Pub removed wall without permission


A 182-year-old Grade-II listed pub has had a wall removed in the middle of the building without the owners asking for planning permission.

Management of the Trafalgar Tavern in Park Row, East Greenwich – erected in honour of Lord Nelson’s famous naval victory – ripped out the partition to create an open plan room just before Christmas. But the move has infuriated conservationists and residents.

Zachary Osborne, conservation adviser from the Georgian Group, said: “The case is certainly very concerning.

“The recent works, which appear to have involved the removal of original internal subdivisions, have had a significant harmful impact on the character of the building, and the legibility of its original plan form and would certainly have required listed building consent.

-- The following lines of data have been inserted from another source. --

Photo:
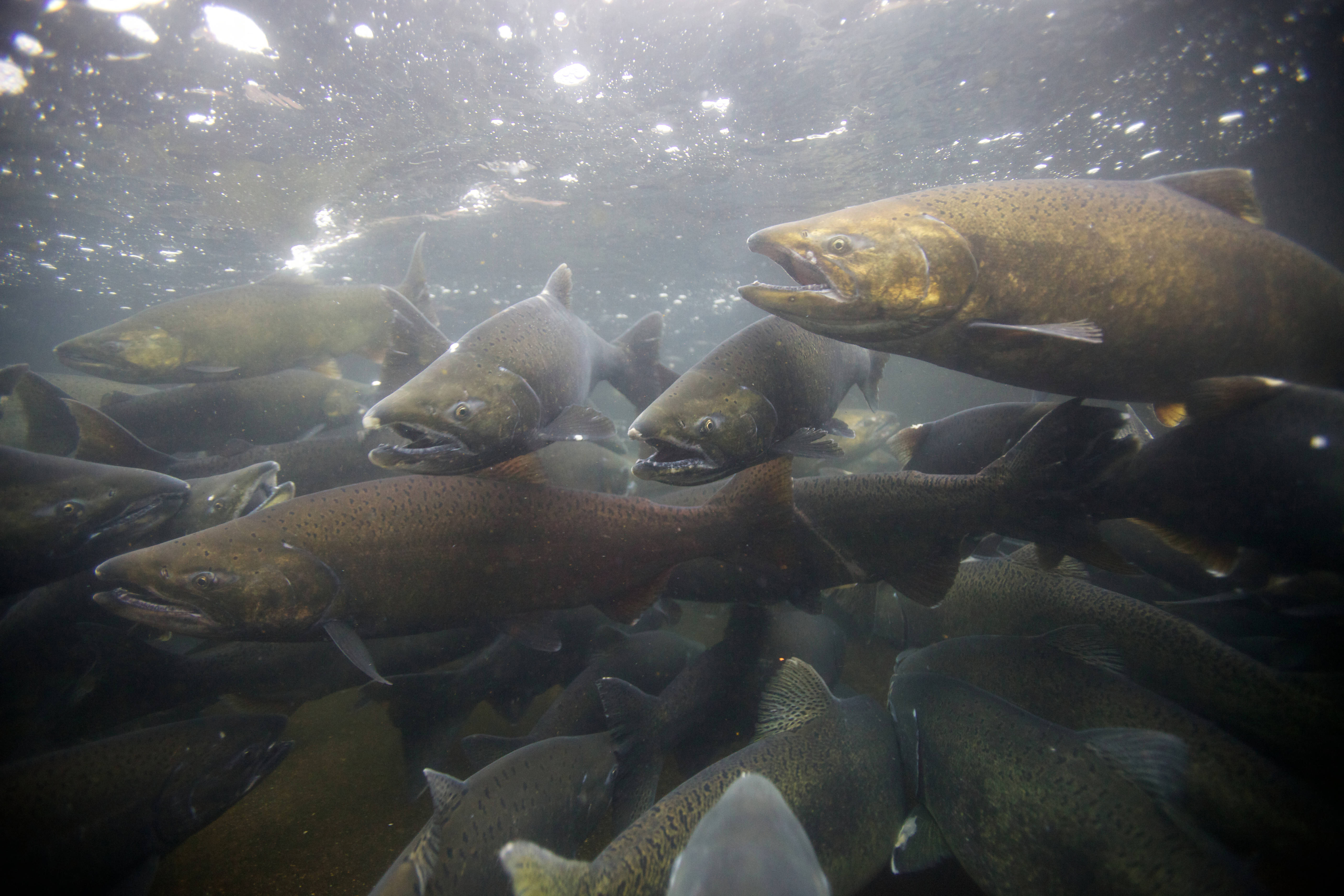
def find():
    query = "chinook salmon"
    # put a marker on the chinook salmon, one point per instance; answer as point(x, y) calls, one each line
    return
point(96, 817)
point(1029, 806)
point(515, 383)
point(60, 516)
point(835, 762)
point(265, 410)
point(420, 554)
point(554, 792)
point(772, 389)
point(1074, 679)
point(1287, 715)
point(1108, 289)
point(286, 320)
point(1252, 449)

“Regardless of whether any of the decorative finishes date to the post-war period, the lack of due process, oversight, and the entirely modern character of the present open-plan arrangement is unacceptable.”

Resident and pub user Chris Hales said he was horrified at the changes.

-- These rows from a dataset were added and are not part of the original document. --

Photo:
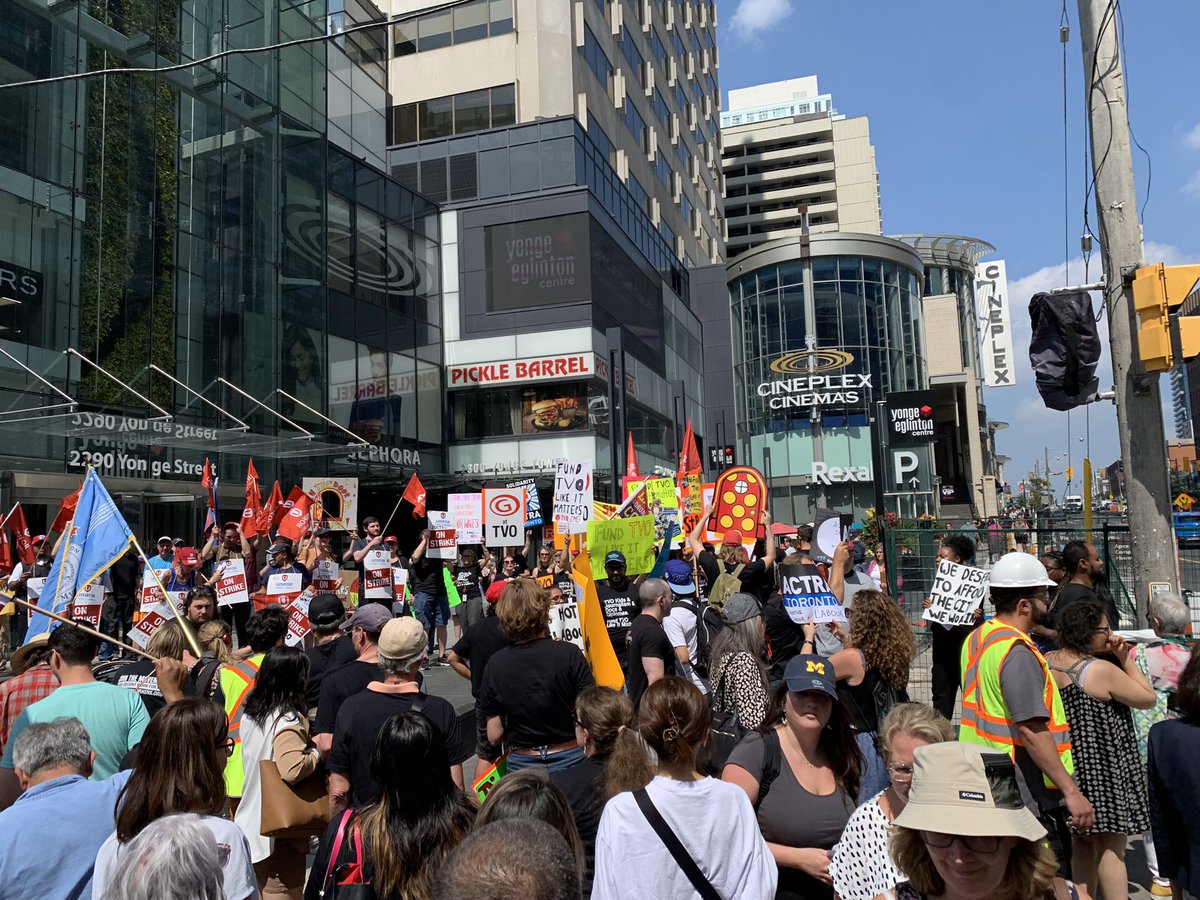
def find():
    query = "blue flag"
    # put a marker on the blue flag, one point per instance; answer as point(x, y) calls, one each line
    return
point(96, 538)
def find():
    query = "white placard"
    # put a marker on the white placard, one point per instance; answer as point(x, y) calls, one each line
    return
point(467, 514)
point(958, 591)
point(574, 496)
point(504, 516)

He said: “I love that pub. It’s a great pub. I wish it hadn’t happened.

“Before Christmas, the middle partition wall was removed and changed into an open plan. “The intricate plasterwork is gone and so is the historic look of nearly 200 years.

“It’s the centre of a heritage site and I’m amazed it could be done. It shouldn’t be done with or without permission. We are eating away at historic parts of Greenwich.”

A Greenwich council spokeswoman said: “Council officials visited the Trafalgar Tavern to identify what works had been carried out.

“Since the visit, our officers have been in communication with the owner and his planning agent, and we are waiting to receive a regularisation application for the work that has been carried out.”

A regularisation application can be made to the council after work is taken out to request permission from the council. Despite repeated requests, management of the pub have failed to make a comment.